Excerpt from Book #3
"How To Talk To Your Children
About Divorce"
By Jill Jones-Soderman, LCSW &
Allison Quattrocchi, Divorce Mediator, Attorney
How can parents help their children cope with the decision to divorce and continue to promote their children's healthy emotional development?
I. THE CHILDREN WE ALL ASPIRE TO RAISE
The Vision
Each parent has a vision about the type of person his or her child will become. The bond between child and parent reinforces and sustains that vision through all the challenges and complexities of child rearing. Because divorce can temporarily interrupt the commitment as the parent becomes overwhelmed by his or her own emotional rollercoaster, it is appropriate to review the element of character that most of us strive to encourage in our children.
Courage. Ability to be confident enough so he or she can think, explore, try, fail and try again, and be able to see failure as an opportunity for new learning.
Self-Esteem. Ability to sustain a self-image that is separate and unassailable from the images others have of the child. A child wants to feel capable and strong.
Responsibility. Ability to accept praise or blame for actions or choices the child makes and to carry out the roles expected of him or her as a member of the family and of society.
Stability. Ability to hold consistent feelings and image of others because of a history of nurturing and trust.
Capability to Love and to Honor Commitments. Ability to care about others, to sustain emotional attachments, and to be empathetic.
Judgment. Ability to make choices that allows the child to survive, be successful, and thrive in the world.
In sum, we want to raise children to become independent, caring, and self-sufficient adults who are good family members and good citizens.
The Divorce and the Vision
Divorce is an event that must be dealt with and overcome so that the vision you have for your child can be sustained and realized. It is important to remember that the divorce itself will not destroy your child's life. The harm will come from the extent to which you allow yourself to be negatively affected by the challenges created by the divorce - challenges to your goals, your values, your vision for the future, and your attitude toward life. the harm will be increased by the duration and intensity of the conflict between you and your spouse. A high level of conflict produces:
Parental interpersonal hostility that engulfs the child;
- Loss of focus on the child's feelings, ideas, and needs for stability;
- Loss or lessening of the strong emotional bond between the child and each parent
- Interference with the flow of communication between you and your spouse; and
- Decreased stability for each parent to be a positive role model.
Accepting the loss of marriage in a more positive light than you might be inclined at the moment you may help to diminish the duration and the intensity of the conflict.
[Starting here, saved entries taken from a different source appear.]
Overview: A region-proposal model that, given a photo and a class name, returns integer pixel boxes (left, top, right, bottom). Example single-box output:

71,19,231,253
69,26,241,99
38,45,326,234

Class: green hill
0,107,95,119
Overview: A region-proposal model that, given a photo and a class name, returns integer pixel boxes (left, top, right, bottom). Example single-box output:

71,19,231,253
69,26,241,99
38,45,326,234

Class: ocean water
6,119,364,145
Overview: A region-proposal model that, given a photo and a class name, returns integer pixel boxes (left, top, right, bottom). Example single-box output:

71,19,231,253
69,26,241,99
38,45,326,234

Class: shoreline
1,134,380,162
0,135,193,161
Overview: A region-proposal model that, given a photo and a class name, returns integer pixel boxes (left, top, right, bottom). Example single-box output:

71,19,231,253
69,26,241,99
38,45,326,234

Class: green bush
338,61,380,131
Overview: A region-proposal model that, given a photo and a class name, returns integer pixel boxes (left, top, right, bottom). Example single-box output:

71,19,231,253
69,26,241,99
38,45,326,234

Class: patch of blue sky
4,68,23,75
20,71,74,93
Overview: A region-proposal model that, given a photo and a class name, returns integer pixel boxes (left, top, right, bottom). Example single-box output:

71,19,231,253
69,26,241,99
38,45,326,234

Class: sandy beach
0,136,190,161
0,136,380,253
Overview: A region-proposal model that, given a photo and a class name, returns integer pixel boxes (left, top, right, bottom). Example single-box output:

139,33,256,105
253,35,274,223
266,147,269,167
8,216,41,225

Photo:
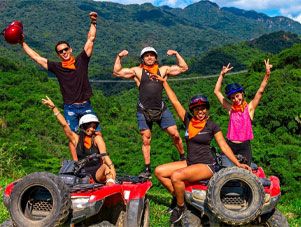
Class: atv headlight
192,189,207,201
72,197,90,210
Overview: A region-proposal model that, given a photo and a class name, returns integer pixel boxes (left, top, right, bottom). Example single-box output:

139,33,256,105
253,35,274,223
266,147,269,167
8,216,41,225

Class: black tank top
76,136,100,167
138,68,163,110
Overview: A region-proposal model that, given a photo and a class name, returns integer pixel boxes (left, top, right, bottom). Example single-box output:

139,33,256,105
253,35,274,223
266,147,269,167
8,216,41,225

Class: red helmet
189,95,210,113
4,21,23,44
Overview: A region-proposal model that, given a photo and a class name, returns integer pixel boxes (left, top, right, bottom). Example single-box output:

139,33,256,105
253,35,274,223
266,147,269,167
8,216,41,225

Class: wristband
51,106,56,110
108,163,114,167
106,179,116,184
91,21,97,25
54,111,61,116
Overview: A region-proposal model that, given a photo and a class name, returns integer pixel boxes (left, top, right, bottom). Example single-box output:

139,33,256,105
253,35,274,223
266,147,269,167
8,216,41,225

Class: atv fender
122,181,152,201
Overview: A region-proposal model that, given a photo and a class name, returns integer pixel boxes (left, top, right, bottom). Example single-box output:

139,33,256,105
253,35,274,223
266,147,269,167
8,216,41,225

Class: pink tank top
227,104,254,141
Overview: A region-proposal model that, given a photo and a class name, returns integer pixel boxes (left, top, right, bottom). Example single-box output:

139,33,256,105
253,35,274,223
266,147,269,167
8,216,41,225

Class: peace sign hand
264,59,272,74
220,63,233,76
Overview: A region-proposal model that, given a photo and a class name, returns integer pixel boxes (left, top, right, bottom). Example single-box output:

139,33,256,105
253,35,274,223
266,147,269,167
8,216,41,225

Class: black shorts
227,140,252,165
187,161,216,174
83,162,101,183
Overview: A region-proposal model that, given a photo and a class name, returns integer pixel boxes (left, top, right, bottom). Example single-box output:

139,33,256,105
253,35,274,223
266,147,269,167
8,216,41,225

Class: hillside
0,43,300,225
1,0,301,96
162,1,301,40
189,31,301,75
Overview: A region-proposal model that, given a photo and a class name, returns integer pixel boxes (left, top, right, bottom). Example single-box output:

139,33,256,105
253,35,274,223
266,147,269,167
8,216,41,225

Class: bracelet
91,21,97,25
106,179,116,184
108,163,114,167
54,111,61,116
51,106,56,110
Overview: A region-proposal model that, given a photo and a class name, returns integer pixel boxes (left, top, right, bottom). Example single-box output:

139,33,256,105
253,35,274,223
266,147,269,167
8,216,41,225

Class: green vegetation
0,41,300,225
0,0,301,96
0,0,300,224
Your children can provide you the opportunity to give a unique meaning and purpose to the parenting relationship outside of your own loss, expectations, and disappointment - if you will allow it.
You behavior and that of your spouse in this situation are also the models that will guide your children's relationships to both of you, their siblings and friends, authority figures, and their own interpersonal relationships in the future. Although it may be overwhelming to accept this responsibility at the time of the divorce, you must give it your best shot. Your children are depending on you.